MANIFESTO

Wir wissen, was wir wollen und machen unser ganz eigenes Ding. Unser Leben ist geprägt von kleinen Ritualen, die uns helfen, Kraft zu tanken und ein positives Mindset zu festigen. Wir wagen Neues, unser Wissenshunger bleibt ungestillt. Rückschläge machen uns stärker. Wir danken der Vergangenheit, denn sie hat uns zu dem gemacht, was wir heute sind. Wir planen für die Zukunft und lassen uns nicht unterkriegen. Wir fokussieren uns auf die Gegenwart & kraftvolle Stärke in uns. Wir finden immer einen Weg. Wir entscheiden uns dafür, mutig zu sein.

WIR SIND KÄMPFERNATUREN

 

LABOLD minds ist der Ort, an dem du dein eigenes Ding machen kannst und deine innere Kämpfernatur auslebst. Egal welche Rückschläge auch kommen, gemeinsam finden wir immer einen Weg. Als Business Coach und Life Enthusiast verfolgt Laura den klaren Ansatz, gemeinsam zu wachsen und mutig den eigenen Weg zu gehen - wie immer dieser auch aussehen mag.

Freigeist. Unternehmerin. Kreative.

Nach der Uni startete ich mit Ambitionen, dennoch total verunsichert in den ersten Job. Ich stellte ziemlich schnell fest, dass meine Ideen auf taube Ohren stießen und ich mich in der großen Unternehmenswelt absolut nicht wohlfühlte. Bereits nach den ersten Wochen im neuen Job war ich total frustriert, ging nicht gerne arbeiten, wurde oft krank und kam das eine oder andere Mal mit Tränen in den Augen nach Hause.
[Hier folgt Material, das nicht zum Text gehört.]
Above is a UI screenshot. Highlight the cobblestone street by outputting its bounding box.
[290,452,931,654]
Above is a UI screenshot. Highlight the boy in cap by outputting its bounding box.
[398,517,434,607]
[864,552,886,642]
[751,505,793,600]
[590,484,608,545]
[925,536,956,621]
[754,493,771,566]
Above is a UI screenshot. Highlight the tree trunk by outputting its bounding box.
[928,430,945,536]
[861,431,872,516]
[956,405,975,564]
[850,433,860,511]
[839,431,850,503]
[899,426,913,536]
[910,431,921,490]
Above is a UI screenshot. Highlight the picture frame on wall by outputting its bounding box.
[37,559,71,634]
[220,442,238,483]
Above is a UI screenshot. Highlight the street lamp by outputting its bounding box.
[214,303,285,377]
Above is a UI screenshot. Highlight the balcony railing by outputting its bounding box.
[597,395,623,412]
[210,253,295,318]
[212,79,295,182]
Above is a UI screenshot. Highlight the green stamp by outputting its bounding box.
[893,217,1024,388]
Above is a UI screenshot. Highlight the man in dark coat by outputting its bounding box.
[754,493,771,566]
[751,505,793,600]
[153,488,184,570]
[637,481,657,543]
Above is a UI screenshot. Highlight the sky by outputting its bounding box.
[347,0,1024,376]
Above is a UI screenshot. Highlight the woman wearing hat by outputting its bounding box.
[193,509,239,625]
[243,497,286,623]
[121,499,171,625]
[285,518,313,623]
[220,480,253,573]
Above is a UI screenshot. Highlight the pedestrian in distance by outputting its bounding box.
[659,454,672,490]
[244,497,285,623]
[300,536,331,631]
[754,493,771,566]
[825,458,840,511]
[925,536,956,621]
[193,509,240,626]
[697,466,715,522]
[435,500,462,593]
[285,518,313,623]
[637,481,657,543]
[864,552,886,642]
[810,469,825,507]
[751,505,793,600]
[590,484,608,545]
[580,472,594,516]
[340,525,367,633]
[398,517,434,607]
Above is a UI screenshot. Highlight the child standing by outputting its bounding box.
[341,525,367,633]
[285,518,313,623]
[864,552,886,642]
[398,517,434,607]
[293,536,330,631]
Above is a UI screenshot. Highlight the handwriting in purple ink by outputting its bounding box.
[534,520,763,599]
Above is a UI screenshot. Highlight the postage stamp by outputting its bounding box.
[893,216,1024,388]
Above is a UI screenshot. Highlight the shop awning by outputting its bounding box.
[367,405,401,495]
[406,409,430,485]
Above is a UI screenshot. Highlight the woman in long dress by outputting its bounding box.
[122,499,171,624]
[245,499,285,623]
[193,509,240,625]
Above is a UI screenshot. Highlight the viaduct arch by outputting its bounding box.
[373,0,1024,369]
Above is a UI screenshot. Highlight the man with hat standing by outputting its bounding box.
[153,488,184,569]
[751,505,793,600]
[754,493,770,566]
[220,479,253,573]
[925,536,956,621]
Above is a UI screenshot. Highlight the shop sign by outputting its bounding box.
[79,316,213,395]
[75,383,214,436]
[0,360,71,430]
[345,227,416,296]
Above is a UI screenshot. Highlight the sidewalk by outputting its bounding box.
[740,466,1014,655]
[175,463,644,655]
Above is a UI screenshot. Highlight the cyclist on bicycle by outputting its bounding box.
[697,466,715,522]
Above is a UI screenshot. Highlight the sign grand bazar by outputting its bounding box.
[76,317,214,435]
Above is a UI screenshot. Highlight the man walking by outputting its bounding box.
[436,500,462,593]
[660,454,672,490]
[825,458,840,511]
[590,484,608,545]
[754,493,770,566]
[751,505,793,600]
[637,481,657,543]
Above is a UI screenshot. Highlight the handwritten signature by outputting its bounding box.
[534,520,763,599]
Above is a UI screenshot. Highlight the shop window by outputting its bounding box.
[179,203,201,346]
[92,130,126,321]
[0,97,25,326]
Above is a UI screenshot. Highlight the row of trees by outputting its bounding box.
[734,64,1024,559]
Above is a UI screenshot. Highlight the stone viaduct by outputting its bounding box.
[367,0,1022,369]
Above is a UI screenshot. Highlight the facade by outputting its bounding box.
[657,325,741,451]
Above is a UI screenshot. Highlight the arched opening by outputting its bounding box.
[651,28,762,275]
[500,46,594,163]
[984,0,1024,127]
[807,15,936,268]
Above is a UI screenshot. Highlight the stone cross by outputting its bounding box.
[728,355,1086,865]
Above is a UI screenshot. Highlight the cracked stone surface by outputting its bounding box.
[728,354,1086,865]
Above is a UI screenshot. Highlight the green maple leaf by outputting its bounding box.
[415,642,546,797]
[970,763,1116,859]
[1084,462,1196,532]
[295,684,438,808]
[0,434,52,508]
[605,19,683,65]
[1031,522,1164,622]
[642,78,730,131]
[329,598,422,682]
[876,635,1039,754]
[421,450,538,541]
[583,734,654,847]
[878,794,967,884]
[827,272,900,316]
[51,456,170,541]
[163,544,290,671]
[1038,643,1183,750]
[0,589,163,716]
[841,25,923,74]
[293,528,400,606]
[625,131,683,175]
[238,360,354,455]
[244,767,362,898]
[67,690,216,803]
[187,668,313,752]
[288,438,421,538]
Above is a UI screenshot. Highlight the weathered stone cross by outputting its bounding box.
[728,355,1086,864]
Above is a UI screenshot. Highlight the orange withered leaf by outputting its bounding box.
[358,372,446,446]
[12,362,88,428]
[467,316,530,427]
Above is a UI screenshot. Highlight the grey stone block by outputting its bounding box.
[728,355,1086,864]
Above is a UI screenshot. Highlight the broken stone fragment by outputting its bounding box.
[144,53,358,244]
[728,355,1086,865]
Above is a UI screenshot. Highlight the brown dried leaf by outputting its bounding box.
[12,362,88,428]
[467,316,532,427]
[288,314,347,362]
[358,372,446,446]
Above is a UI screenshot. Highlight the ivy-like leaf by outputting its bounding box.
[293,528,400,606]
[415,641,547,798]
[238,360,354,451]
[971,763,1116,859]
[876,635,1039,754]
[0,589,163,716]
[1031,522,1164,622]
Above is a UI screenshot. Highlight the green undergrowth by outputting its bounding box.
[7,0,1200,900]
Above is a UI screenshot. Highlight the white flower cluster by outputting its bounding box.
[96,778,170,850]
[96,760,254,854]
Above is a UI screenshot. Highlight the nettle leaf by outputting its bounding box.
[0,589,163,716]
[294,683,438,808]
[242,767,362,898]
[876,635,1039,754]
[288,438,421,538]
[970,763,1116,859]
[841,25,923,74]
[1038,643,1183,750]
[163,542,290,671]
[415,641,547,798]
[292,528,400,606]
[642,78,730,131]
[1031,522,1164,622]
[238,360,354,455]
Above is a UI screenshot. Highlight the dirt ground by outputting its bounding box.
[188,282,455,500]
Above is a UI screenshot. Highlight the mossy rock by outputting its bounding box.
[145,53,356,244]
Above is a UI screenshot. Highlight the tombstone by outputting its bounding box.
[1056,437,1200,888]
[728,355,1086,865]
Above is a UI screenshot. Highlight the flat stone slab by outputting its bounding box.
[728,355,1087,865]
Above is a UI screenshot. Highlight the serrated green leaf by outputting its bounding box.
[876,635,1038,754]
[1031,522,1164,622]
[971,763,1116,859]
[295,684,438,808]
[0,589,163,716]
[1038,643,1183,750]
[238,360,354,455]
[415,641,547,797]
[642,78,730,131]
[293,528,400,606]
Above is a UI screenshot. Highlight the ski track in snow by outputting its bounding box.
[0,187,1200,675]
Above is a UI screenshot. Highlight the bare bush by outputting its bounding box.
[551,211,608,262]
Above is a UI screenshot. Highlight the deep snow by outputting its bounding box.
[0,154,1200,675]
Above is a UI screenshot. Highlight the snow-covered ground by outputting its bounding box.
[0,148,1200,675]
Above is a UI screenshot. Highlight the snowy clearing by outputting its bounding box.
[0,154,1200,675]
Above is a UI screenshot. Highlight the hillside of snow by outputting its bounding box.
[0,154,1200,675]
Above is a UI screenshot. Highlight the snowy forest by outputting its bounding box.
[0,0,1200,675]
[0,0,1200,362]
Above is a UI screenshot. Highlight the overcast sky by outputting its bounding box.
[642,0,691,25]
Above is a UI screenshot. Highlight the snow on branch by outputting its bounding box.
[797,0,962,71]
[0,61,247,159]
Ich nahm zu und isolierte mich immer mehr – ein Teufelskreislauf. Ich hatte mich durch mein Studium jahrelang auf diesen Job vorbereitet und musste nun feststellen, dass meine Ambitionen verkümmerten – in einem der größten Medienkonzerne Europas.

Ich hatte keine Ahnung, wo ich anfangen sollte. Was wollte ich überhaupt vom/im Leben? Wo gehörte ich hin? Was kann ich gut? Wo sehe ich mich in 5,10 oder 20 Jahren? Worauf arbeitete ich hin? Was hatte ich für Ziele? Was bedeutet Erfolg für mich? Ich war unausgeglichen, unzufrieden und ratlos. Versuchte, mehr Verantwortung im Job zu übernehmen, doch auch das befriedigte mich nicht.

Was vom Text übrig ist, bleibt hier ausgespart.